30 Mar 2018 , tagged: Productivity, Software Development, Test Driven Development

Inspiration and Action

I’m currently re-reading Growing Object-Oriented Software, Guided by Tests, and this quote really spoke to me:

We should be taught not to wait for inspiration to start a thing. Action always generates inspiration. Inspiration seldom generates action.

– Frank Tibolt

I think of myself as a perfectionist, the kind of person that hates to produce anything short of flawless. And while this is great quality to have because it drives me to improve and progress, it’s also incredibly crippling and frustrating. I’ve often noticed that while I had great ideas, I would often fail to implement them because I would try to over engineer my approach so it would solve everything perfectly. Obviously, many of these ideas and projects never went anywhere. But then on the contrary, ideas where I just started hacking something together often went much further and produced something usable and new.

Frank Tibolt’s quote speaks so much to me because it encapsulates the whole idea so well – if you just think about this great idea you have, then you’re not going to achieve much. But if you start doing things, you’ll get somewhere. Maybe not where you want to get to, but you’ll have something. And something’s better than nothing (or just an idea for that matter).

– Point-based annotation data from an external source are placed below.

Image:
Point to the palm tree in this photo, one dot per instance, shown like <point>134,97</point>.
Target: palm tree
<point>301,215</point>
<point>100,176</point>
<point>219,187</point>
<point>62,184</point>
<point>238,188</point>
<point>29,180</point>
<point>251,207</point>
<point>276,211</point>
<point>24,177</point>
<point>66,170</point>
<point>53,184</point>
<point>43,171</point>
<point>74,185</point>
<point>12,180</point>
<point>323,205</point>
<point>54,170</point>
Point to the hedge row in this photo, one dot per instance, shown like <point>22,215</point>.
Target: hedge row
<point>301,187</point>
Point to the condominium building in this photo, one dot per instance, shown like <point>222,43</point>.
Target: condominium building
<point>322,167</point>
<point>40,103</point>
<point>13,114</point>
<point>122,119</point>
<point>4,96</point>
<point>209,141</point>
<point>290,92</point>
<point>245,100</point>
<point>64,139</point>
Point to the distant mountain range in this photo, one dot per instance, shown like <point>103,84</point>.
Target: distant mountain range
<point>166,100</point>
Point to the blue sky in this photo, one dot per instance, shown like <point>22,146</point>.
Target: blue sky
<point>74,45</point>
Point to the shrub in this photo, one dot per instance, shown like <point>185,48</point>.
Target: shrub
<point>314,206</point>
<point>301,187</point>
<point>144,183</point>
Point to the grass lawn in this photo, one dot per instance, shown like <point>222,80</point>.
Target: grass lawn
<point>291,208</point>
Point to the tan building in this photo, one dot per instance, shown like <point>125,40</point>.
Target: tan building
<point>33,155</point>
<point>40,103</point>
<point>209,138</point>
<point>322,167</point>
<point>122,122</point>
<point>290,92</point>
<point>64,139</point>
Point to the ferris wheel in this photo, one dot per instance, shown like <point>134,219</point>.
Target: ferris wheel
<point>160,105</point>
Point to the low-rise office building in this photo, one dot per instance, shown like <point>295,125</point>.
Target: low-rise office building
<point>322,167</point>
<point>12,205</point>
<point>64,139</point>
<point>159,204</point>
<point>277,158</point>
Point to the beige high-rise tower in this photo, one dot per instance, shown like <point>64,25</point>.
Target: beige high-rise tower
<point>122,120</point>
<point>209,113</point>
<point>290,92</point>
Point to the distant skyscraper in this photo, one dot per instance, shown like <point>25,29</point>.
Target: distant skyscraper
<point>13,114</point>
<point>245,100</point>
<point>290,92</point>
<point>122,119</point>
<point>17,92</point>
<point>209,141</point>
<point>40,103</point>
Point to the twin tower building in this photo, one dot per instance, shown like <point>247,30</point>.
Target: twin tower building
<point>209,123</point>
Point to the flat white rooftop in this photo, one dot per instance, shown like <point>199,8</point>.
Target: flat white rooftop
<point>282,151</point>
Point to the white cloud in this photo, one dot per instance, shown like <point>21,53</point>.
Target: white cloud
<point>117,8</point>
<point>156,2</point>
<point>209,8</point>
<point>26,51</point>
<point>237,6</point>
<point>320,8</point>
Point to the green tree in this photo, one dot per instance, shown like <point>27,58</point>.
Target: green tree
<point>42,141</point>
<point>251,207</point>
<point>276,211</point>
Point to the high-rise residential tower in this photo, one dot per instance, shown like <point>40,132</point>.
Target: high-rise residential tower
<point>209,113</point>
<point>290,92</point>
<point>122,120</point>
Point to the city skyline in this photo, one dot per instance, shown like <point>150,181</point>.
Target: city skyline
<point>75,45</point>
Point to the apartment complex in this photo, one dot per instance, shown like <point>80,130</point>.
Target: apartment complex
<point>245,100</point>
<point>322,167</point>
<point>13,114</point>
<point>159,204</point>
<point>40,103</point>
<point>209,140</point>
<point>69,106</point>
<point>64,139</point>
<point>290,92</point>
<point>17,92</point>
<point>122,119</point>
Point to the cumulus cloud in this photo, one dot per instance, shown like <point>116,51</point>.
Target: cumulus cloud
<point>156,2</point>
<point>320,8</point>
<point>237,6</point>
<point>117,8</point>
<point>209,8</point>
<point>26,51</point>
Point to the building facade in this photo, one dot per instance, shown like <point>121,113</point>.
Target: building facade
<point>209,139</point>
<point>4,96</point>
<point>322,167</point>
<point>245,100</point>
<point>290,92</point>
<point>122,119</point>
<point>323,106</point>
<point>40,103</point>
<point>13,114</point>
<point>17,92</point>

And interestingly even if you have no inspiration at all, just going ahead and doing something often leads to inspiration to do other things. If I don’t feel like doing anything, for example on a weekend morning, I’ll start by doing little things: do the dishes, clean the kitchen, make the bed, etc. And before I know it, I’m reading, programming, organizing. Another nice benefit of this is that when Sunday night eventually arrives, I don’t feel like I wasted a weekend.

The underlying idea, that action generates inspiration, is interesting because it shows up in different variations:

  • I like to think of the idea of short feedback loops in software development (or Agile, agile?) as a variation or at least an enabler: a short feedback loop enable action. You can do things, and you don’t have to think about how to do it perfectly.
  • The test driven mantra of test first. Aside of the obvious benefits, writing a test first is an action that gets your mind going. You can do it almost mechanically and you’re already started on the bug you’re trying to squash or the feature you’re trying to add.
  • Default to creating, not consuming. If I spend lots of time just consuming media, I might learn new things, but it leaves me unaccomplished because at the end of the day I haven’t done much at all.

Some of these thoughts might be a stretch, I think they hold some truth. I made my bed this morning and already wrote this blog post. So make sure you make your bed.